Ten Best Films at Abertoir: The International Horror Festival of Wales

Kurt Russell Bone Tomahawk
Kurt Russell stars in ‘Bone Tomahawk’

Abertoir: The International Horror Festival of Wales just concluded six days of genre films this past Sunday, November 15, 2015. The festival lists Vincent Price as its official patron saint and that reflects the programmers’ dedication to paying as much respect to horror’s past as to its future. To reflect the festival’s agenda, here’s a list of the ten best films that played at the festival with half being films from the past and half being new releases.

Best of the Classic Features:

1. Deep Red (1975)
Dario Argento’s giallo – brimming with bold style – never gets old. David Hemmings plays a musician who witnesses a murder and then gets involved in tracking the killer. Each murder is a set piece from the brutal murder of a man dragged by a truck to the insanely creepy puppet prelude to death scene. The music by Goblin endows the film with an over the top energy. One of Argento’s best.

The Descent Poster

2. The Descent (2005)
This film about a group of women on a spelunking adventure has lost none of its claustrophobic tension. Director Neil Marshall uses editing and cinematography to slowly collapse the world of these women until the audience finds it hard to breathe. Then just as we think the cave is their worst enemy, Marshall throws us a curve and turns the film into something even more terrifying. At the festival, attendees got to visit a mine and experience the darkness, cold, and claustrophobia firsthand before watching the film. Perfection!

3. The Abominable Dr. Phibes (1971)
What a joyride this Vincent Price starrer is! Robert Fuest gives this B-horror flick a gaudy sense of style with outlandish costumes and production design. It also has the kinds of ingenious kills that put the Saw movies to shame. And Price takes absolute delight in his role as a husband exacting revenge for the death of his wife.

4. Rasputin: The Mad Monk (1966)
There’s not much real history in this “biography” of the Russian mad monk Rasputin but Christopher Lee has a field day devouring the part.

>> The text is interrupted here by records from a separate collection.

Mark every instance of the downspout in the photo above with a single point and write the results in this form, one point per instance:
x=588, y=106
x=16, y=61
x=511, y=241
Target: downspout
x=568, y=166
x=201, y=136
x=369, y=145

Best line in the film from Rasputin: “When I go to confession I don’t offer God small sins, petty squabbles, jealousies… I offer him sins worth forgiving!” Lee is hypnotic to watch.


5. Dr. Phibes Rises Again (1972)
Not as good as its predecessor and rushed into production for the following year, this sequel is still a hoot to watch. The kills once again are highly imaginative.

Best of the New Features

1. Bone Tomahawk (2015)
Wow! Just wow! This is a beautifully paced slow burn of a Western. Writer/director S. Craig Zahler understands something many modern directors seem to have forgotten that if you take the time to build our empathy for the characters you can ratchet up the tension to unbearable levels because we care about what happens to them. Grueling, brutal, and brilliant. Plus, it’s always great to see Kurt Russell get a role that’s worthy of his talents. And just as Howard Hawks twisted genre expectations with Rio Bravo (he mocked High Noon by having his sheriff accept the help of a drunk, a cripple, and a young kid), Zahler too provides some surprising twists. But while Hawks tweaked genre tropes with a wink, Zahler is deadly serious about his Western. Which is not to say it is humorless. Stunning work all around.

2. Robbery (2015)
This serves up Asian extreme in a most unusual manner. It’s deliriously nihilistic yet oddly endearing. Think of the end of The Beyond but with a Hello Kitty cuteness. My head is still spinning. It suffers from a few too many endings but overall this Hong Kong film by Fire Lee is an extreme delight. And it was the perfect midnight movie to open the Abertoir film festival.

Deadman's Inferno Poster

3. Deadman’s Inferno (2015)
Just when you thought there was no way to reanimate the zombie genre along comes this yakuza versus the living dead to prove you wrong. The chief pleasure was in how it played cleverly off of both the yakuza and zombie tropes. Good mix of action, humor, and appealing characters.

4. The Witch (2015)
Knowing how to end a film is a true skill and The Witch would have been infinitely better if it ended just a few minutes earlier. But despite a frustrating ending, director Robert Eggers delivers a beautifully crafted period film that draws on real accounts of witchcraft in New England decades before the infamous Salem Witch Trials. It pairs up well with Jim Mickle’s We Are What We Are for pairing horror and beauty, and for detailing ritual and religion within an increasingly dysfunctional family unit. It perfectly captures a growing sense of hysteria within a family that takes its religion a bit too seriously. An appropriate film to be coming out in today’s climate of political hysteria about so many things.

5. Hollow (2014)
Hollow is not a great film but kudos to Ham Tran (who did the exquisite Journey From the Fall) for delivering a solid genre film from the small Vietnamese film industry. The film also mixes a very Asian style ghost story with a very current sense of social commentary. The film reflects how Asian cultures accept the supernatural in a different manner than American films do (unless they are remaking an Asian film!). Some genuinely creepy moments.